One of the founding members and current Group Director of The Red Hot Chilli Pipers, Willie Armstrong, 53, has revealed how keen the band are to return to Belfast on March 1, 2019.
Offering a unique twist on live rock music which sees the group combine class rock hits with melodic, traditional Scottish tones, the Chilli Pipers have a huge global following and preform 200 shows every year across the world.
Having formed 16 years ago, the band got their big break when they won BBC talent show, When Will I Be Famous, in 2007 and have since performed at the Rugby World Cup 2015 celebrations and Disney Pixars Brave.
But despite this, it didn’t stop fans making a hilarious blunder when they mistakenly purchased tickets to the sold-out show in Belfast earlier this year, under the mistaken impression they were attending American funk rock band, the Red Hot Chili Peppers.
“That was class, I loved that”, Willie laughs. “It went viral all over the world, people were ringing me from America! Thankfully, as a bagrock band with huge production behind us, we couldn’t be further removed from the Red Hot Chili Peppers, and so we certainly aren’t ever trying to emulate them - we have far too much respect for them to try and do that.
“We’re completely different. So much so, that the couple actually loved us and said they can’t wait to come back to our next Belfast show!”
The adrenaline-fuelled, action packed performances of fusion music have certainly made headlines over the years, and retired fireman Willie, who has been playing the bagpipes for over 40 years, says he is always “hugely excited” ahead of each performance, explaining that both roles in his life have required a lot of adrenaline.
“One of my top career highlights was in 2014 when we we opened the main stage on what was the final day at T in the Park in Balado. That is such an iconic venue.
“In 2003, we had performed there with headliners The Darkness. It was surreal to be there in our own right on the last ever day at Balado, opening the main stage. None of us had thought it possible.
“We didn’t know it at the time, but to think no-one else can ever say that they opened the main stage on the last day at Balado is incredible.
“We looked to the side at one point and saw the Kaiser Chiefs watching and clapping along. That was definitely a career highlight.
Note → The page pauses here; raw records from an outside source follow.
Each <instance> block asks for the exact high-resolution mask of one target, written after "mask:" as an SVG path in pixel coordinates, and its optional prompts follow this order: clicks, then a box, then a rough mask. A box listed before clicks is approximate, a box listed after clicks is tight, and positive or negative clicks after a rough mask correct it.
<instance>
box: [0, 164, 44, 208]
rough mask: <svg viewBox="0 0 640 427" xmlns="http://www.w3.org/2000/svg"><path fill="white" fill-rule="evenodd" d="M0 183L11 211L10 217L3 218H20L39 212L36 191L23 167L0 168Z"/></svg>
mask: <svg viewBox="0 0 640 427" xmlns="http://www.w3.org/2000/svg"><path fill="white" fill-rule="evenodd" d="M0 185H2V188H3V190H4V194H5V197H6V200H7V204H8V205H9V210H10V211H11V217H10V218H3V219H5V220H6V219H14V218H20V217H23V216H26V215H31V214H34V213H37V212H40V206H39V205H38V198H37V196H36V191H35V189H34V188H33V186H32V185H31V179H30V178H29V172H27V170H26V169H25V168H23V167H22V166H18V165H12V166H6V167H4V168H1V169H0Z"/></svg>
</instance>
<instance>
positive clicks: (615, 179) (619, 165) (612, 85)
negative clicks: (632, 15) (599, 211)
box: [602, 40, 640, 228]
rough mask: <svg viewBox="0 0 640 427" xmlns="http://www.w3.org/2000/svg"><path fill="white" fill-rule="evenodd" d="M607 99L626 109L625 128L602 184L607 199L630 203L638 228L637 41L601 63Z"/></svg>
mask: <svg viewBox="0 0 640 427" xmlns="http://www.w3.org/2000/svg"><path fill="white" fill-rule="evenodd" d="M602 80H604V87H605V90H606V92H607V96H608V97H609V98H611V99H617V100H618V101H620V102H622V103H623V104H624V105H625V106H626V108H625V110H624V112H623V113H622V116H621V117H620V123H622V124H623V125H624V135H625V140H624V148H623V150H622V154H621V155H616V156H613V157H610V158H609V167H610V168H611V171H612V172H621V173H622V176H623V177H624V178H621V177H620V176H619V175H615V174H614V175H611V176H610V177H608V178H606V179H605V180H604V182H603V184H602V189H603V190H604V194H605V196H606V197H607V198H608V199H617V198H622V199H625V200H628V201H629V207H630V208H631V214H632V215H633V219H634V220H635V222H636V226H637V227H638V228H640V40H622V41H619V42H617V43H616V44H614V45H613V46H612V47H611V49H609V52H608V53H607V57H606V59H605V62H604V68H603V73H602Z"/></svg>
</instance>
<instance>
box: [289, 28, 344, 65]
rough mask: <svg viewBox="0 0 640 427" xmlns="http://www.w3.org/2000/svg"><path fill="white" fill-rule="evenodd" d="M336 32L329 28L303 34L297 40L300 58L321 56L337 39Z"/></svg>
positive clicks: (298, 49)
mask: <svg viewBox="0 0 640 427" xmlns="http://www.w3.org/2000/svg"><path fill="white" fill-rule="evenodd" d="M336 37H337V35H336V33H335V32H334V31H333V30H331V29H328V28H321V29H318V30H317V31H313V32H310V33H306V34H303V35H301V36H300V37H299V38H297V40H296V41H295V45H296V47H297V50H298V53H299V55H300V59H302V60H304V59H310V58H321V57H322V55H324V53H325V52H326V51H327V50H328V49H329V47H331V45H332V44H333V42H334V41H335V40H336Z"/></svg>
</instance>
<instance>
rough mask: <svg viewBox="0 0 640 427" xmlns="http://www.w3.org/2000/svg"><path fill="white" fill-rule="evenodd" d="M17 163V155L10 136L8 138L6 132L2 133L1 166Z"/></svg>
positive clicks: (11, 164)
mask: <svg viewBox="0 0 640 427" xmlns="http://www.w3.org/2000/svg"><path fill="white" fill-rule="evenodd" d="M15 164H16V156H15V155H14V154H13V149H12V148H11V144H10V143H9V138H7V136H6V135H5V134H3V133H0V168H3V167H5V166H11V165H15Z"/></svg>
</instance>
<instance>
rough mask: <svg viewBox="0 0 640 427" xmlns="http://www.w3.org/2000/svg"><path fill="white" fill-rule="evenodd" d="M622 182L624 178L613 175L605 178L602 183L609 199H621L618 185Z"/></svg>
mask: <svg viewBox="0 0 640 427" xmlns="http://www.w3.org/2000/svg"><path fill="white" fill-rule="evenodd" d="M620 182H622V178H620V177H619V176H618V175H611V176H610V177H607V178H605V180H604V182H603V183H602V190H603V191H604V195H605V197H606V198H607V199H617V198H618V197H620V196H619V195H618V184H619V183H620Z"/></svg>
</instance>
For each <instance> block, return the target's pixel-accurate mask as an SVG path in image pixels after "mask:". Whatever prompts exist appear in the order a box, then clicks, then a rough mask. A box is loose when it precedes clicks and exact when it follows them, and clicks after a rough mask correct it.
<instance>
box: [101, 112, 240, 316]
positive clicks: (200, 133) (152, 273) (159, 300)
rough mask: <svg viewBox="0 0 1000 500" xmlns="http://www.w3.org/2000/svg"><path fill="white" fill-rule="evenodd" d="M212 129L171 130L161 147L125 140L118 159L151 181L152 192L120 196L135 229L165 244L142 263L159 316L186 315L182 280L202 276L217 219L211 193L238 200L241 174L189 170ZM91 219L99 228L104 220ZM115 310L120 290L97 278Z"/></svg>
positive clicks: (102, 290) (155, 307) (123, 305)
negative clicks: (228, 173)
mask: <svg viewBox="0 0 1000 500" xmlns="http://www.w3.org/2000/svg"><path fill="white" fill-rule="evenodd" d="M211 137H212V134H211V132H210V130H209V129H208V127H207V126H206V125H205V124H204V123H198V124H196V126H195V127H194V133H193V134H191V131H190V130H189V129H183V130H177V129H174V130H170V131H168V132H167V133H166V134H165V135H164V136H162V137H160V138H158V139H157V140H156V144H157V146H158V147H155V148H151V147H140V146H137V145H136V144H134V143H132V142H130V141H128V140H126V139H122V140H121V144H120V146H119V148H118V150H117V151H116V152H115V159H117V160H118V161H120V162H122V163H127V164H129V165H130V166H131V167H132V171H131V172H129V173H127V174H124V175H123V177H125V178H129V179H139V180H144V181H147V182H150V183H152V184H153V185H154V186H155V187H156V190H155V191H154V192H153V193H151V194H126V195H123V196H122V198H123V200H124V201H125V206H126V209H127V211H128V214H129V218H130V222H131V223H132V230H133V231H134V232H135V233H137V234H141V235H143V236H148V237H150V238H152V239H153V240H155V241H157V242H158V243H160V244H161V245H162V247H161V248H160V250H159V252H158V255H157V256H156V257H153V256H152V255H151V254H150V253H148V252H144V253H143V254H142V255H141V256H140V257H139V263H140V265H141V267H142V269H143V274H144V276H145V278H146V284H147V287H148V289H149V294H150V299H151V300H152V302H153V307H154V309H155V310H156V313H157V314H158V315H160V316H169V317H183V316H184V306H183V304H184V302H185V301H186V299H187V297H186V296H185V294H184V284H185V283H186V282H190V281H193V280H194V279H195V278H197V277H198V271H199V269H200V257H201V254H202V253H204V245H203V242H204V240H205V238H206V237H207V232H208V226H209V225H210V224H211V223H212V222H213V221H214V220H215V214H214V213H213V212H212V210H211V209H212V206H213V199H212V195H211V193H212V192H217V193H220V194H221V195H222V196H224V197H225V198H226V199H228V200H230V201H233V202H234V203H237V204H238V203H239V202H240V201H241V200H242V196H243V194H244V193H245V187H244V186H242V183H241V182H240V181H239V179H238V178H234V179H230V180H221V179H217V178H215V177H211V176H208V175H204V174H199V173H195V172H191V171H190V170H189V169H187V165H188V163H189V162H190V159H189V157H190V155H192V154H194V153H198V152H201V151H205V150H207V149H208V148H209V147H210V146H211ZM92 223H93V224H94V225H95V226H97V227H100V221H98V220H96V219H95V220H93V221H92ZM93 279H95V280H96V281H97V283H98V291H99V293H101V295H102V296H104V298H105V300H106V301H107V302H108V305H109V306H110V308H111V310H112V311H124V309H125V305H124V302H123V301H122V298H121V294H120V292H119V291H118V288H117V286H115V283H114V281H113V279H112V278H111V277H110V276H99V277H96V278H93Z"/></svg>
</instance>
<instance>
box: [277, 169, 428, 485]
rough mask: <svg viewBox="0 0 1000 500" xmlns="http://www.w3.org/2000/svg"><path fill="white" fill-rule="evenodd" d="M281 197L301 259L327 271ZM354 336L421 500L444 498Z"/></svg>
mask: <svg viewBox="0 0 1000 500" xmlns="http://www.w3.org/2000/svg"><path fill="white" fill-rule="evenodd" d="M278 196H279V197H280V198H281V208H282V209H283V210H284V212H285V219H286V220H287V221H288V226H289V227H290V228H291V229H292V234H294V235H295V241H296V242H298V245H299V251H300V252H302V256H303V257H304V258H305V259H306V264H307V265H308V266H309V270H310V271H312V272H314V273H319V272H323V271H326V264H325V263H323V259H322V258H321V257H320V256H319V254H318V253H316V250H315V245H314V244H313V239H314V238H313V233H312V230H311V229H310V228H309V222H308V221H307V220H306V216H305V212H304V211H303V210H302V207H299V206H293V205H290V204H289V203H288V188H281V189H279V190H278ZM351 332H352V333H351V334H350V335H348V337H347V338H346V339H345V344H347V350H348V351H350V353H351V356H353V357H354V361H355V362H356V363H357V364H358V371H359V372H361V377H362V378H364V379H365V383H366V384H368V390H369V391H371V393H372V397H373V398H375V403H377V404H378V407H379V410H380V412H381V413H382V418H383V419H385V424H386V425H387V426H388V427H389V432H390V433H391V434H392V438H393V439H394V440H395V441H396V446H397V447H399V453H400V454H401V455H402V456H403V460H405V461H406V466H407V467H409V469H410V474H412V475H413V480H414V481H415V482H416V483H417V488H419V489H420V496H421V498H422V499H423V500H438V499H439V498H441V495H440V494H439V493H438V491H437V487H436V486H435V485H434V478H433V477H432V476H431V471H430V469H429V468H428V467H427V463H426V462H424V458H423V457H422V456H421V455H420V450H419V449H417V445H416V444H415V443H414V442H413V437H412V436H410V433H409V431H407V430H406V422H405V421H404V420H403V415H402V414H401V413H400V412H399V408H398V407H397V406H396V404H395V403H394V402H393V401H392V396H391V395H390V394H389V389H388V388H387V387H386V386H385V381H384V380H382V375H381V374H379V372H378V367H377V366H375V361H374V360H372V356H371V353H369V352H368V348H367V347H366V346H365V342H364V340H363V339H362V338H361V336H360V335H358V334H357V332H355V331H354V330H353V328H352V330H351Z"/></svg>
“Another standout memory was performing Proms in the Park in Hyde Park in London. We’d performed in Glasgow Green a couple of times, but this was in front of 90,000. That was the one time I felt nervous before a show, but then you turn round and play the first couple of bars and the lights and the music take over, and I absolutely loved it.”
The Red Hot Chilli Pipers are set to return once more to the SSE Arena, which Willie - who cites Coldplay as one of his musical inspirations - reveals he cannot wait for.
“The SSE Arena is such a great stage, it is intimate yet huge at the same time, and with the lights and everything it will be an epic, showstopping show. I love coming to Belfast, I love the people and I love the city. My family love it as well. There is no language barrier and everyone is so friendly. I cannot wait to come back!”
It comes as the SSE Arena launched ‘Theatre at the SSE Arena’ in 2015, a draped and enclosed format which turns it in to a smaller intimate capacity for 2,500 visitors with the purpose of creating a smaller and more intimate atmosphere to bring visitors closer to the music.
The theatre format has opened up an abundance of opportunities to target both artists and attendees who prefer the intimate feel of a theatre format but can still enjoy the prestige of an Arena environments, offering a wide diversity of content from music concerts, comedy, theatre, musicals and award shows.